Cheney’s own chief of staff and national security adviser, I Lewis “Scooter” Libby, a Washington lawyer and Wolfowitz prot?g?, is considered a far more skilled and experienced bureaucratic and political operator than Rice. Moreover, his own national-security staff, the largest ever employed by a vice president, has largely been chosen for both their ideological affinity with their boss and proven Washington experience. “They play to win,” said one State Department official.

With several of his political allies, including deputy national security adviser Stephen Hadley and Middle East director Elliott Abrams, on Rice’s larger but more diverse staff, Libby “is able to run circles around Condi,” a former NSC official told IPS earlier this year.

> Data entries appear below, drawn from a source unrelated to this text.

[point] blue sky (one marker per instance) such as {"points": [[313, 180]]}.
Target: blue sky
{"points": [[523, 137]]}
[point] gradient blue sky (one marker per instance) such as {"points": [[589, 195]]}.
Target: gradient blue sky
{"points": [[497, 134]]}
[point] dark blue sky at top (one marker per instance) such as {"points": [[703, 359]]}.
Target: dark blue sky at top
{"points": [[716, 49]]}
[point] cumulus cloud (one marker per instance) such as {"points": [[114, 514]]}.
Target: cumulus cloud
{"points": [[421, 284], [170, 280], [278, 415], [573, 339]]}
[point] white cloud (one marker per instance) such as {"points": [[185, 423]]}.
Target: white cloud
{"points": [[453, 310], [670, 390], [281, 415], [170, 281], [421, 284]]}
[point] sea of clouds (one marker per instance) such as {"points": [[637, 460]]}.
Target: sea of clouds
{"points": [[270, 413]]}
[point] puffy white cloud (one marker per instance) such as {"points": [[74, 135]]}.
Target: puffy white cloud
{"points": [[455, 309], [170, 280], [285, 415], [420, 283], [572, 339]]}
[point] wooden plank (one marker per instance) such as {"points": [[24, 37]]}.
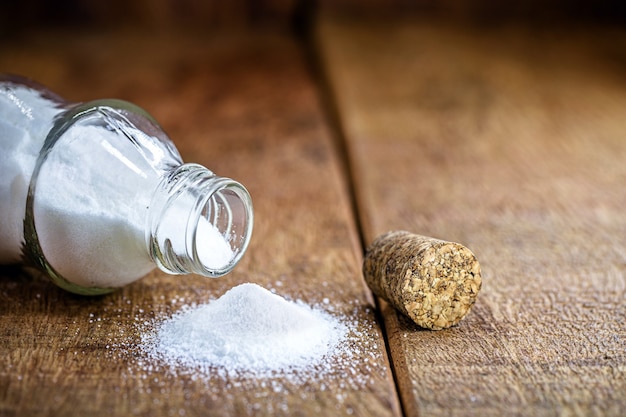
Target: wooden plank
{"points": [[509, 140], [245, 106]]}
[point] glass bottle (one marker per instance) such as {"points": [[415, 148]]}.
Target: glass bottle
{"points": [[96, 195]]}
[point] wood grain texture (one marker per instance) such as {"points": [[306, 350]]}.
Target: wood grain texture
{"points": [[246, 107], [510, 140]]}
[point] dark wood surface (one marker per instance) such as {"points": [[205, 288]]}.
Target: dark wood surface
{"points": [[245, 106], [508, 139], [512, 141]]}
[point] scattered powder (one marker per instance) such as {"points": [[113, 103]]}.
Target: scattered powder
{"points": [[248, 331]]}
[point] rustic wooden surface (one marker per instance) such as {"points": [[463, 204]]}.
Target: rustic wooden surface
{"points": [[512, 141], [244, 105]]}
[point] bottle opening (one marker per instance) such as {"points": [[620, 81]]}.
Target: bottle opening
{"points": [[199, 223], [221, 234]]}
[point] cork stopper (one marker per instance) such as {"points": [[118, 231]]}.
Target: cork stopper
{"points": [[433, 282]]}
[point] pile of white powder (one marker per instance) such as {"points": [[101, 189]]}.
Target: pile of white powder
{"points": [[248, 331]]}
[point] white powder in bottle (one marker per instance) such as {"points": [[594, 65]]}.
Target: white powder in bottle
{"points": [[25, 119], [91, 203], [250, 331]]}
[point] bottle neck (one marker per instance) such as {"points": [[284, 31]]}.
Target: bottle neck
{"points": [[198, 222]]}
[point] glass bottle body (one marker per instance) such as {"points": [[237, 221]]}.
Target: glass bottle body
{"points": [[108, 197]]}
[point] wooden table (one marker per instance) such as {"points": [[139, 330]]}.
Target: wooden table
{"points": [[508, 139]]}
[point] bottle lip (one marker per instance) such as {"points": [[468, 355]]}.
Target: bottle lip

Thus, Cheney played a key role in assigning responsibility for post-war reconstruction to the Pentagon, a major departure from past experience when the State Department was given the lead.

Similarly, Cheney backed the Pentagon’s exclusion of State Department officials, including Tom Warrick, a highly regarded Iraq specialist who oversaw the mammoth ‘Future of Iraq Project’ that involved hundreds of Iraqi expatriates and other experts, in the post-war administration.

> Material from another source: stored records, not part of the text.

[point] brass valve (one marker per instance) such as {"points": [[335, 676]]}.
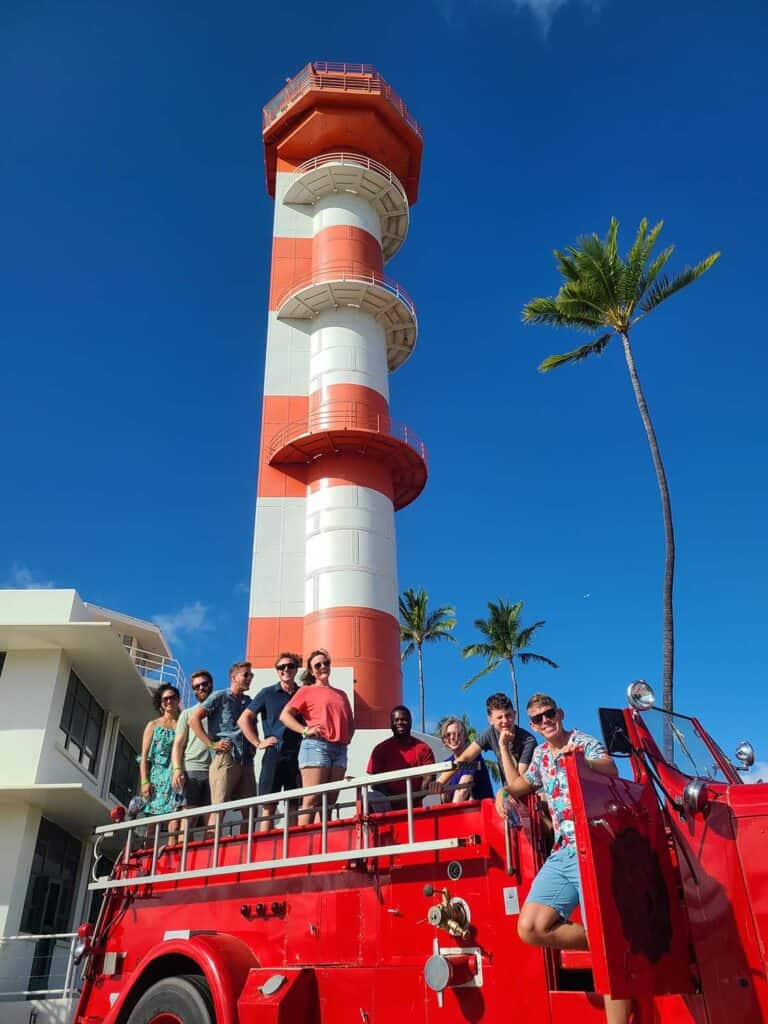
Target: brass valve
{"points": [[451, 914]]}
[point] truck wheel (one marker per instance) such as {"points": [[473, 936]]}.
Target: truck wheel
{"points": [[175, 1000]]}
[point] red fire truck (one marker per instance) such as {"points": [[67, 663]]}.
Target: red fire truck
{"points": [[363, 916]]}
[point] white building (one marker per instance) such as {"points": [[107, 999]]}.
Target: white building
{"points": [[75, 689]]}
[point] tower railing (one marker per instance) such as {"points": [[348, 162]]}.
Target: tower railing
{"points": [[336, 77], [333, 273], [146, 858], [346, 416], [356, 160]]}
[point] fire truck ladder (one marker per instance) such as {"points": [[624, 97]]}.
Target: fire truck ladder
{"points": [[142, 843]]}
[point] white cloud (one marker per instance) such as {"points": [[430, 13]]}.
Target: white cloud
{"points": [[758, 772], [178, 625], [543, 11], [22, 578]]}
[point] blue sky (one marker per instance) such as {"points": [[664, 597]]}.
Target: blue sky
{"points": [[136, 236]]}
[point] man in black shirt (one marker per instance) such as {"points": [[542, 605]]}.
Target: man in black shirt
{"points": [[501, 714], [280, 765]]}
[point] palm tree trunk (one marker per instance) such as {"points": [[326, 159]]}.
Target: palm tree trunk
{"points": [[421, 685], [515, 698], [669, 532]]}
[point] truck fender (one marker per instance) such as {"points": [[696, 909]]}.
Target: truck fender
{"points": [[223, 961]]}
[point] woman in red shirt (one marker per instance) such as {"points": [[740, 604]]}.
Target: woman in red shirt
{"points": [[327, 728]]}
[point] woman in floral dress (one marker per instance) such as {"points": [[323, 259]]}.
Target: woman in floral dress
{"points": [[156, 756]]}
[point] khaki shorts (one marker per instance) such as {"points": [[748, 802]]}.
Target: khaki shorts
{"points": [[229, 779]]}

It was also Cheney and Libby whose frequent trips to the Central Intelligence Agency (CIA) in the run-up to the Iraq war played the decisive role in distorting the intelligence process, in part by pressing on CIA analysts questionable evidence supplied by the INC and Pentagon hawks under Rumsfeld, according to retired intelligence officers.

Too misanthropic for the public eye, Cheney prefers to influence affairs to his advantage from the back office.
More recently, it was Cheney who led the effort to deny Powell the authority to negotiate a new U.N. Security Council resolution that could have reduced the Pentagon’s control over the political transition in Iraq, even after the president had initially approved such a deal.

Even now, according to some sources, Cheney is actively trying to blunt Congressional pressure to reduce the Pentagon’s control over Iraq policy and fire several senior Pentagon hawks, beginning with Undersecretary of Defence for Policy Douglas Feith, who are believed to have misled Congress about both the evidence used to justify the war and the post-war situation.

Senate Foreign Relations Committee chairman Richard Lugar and Biden, the committee’s ranking Democrat, explicitly mentioned Cheney in what amounted to a bipartisan appeal on NBC’s ‘Meet the Press’ television programme Oct. 12 for Bush to assert his control over foreign policy.

“I would say,” Biden said, “Mr. President, take charge. Take charge. Let your secretary of defence, state, and your vice president know this is my policy, any one of you that divert from the policy is off the team.” Richard Lugar, a staunch, albeit moderate Republican, said he agreed with Biden, adding, “The president has to be president. That means the president over the vice president and over these secretaries.”

The past month’s announcements that Rice had hired Robert Blackwill, Bush’s former ambassador to India and reputedly a skilled bureaucratic and Republican infighter himself, as a top deputy and that she is heading up a new, inter-agency Iraq Stabilisation Group appeared designed to create the appearance that she was at last taking the reins.

So far, however, there is little evidence that Cheney is prepared to dismount.